The same high-level training loop remains:

predict
compute loss
backpropagate
update parameters

The internal model becomes richer.

Category Theory Concept

The training endomorphism generalizes:

Parameters -> Parameters

to:

TransformerParameters -> TransformerParameters

Core Mental Model

The current course teaches the typed skeleton:

TokenId -> Vector -> Logits -> Distribution
Distribution x TokenId -> Loss
Parameters -> Parameters

A Transformer extension grows the middle:

TokenSequence
  -> HiddenSequence
  -> AttentionOutput
  -> HiddenSequence
  -> Logits
  -> Distribution

The practical rule stays the same:

Make every intermediate object explicit, then compose only arrows whose types actually match.

Where This Leaves Us

The roadmap keeps the book honest. The current implementation is a tiny next-token system, not a production Transformer. Its value is that it gives the future system a typed foundation: tokens become vectors, vectors become logits, logits become probabilities, probabilities become loss, and training updates parameters through a repeatable endomorphism.

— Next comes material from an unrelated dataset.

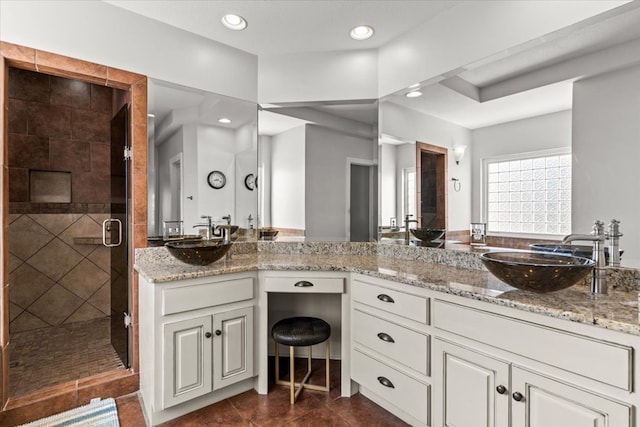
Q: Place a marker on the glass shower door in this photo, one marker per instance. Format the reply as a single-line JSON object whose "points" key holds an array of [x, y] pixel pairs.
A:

A future Transformer should extend that foundation by adding sequence objects, position information, query/key/value projections, attention weights, multi-head structure, residual blocks, normalization, and richer training state. Each new concept should enter the codebase the same way the current concepts did: as a named type, a validated boundary, a typed morphism, a compiled example, and a law or regression test where the concept has a law worth checking.

Retrieval Practice

Recall

Which current pipeline objects would still exist in a future Transformer?

Explain

Why should attention weights be validated like probability distributions?

Apply

Sketch one future morphism for query/key/value attention and name its input and output types.